With that being taken care of (yes, vice gripped to make contact and JB welded), I decided to test it and everything finally worked. The best part is, that broken wire was my ground issue with my fuel gauge not working...it works now
We put it all back together again and gave it a shot. It started faster than I thought without having fuel primed. It runs GREAT now. The long start issue is now gone... You have no idea how happy that makes me!
If I have any problems with the JB weld holding up, I will post back. The website states that once it sets up it is unnaffected by gasoline....time will tell.
My handle is hosejockey not horsejockey.....slang for a firefighter. I was on duty that night and listened to it unfold live on the radio....realllllly sad story. Unbelievable that somebody could do that (theater massacre).

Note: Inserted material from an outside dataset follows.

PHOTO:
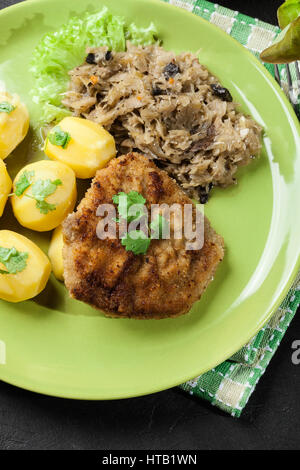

By the way JB weld and gas no no! Replacement is a sure thing. If you chose the cheaper route make sure it is compatible with gas!
The JB Weld website states this for the JB Stick:
"When fully cured, J-B Weld is completely resistant to water, gasoline, and about every other petroleum product or automotive chemical. For wet-surface or submerged water or gasoline repairs, see our J-B Stik or Waterweld product information."
Now I know resistant doesn't equal proof, however, this was an exercise in working through troubleshooting and repairs. With 200k miles on that assembly unit I would expect it to fail soon anyway. My son and I both agreed that next time we need to replace it, it will be a 45 minute job now that we've been through waht we have lol. That is good experience when out on the trail!
Hey Scott, read the whole thread....already been down the road of fuel pressure and replacing the filter! The throttle body is next on our list to do though!
Since I got the fuel pump "fixed", the jeep runs great. All of my previous issues are gone. We will clean the TB next just because it needs it. I still want to re pressure check the fuel rail just out of curiosity.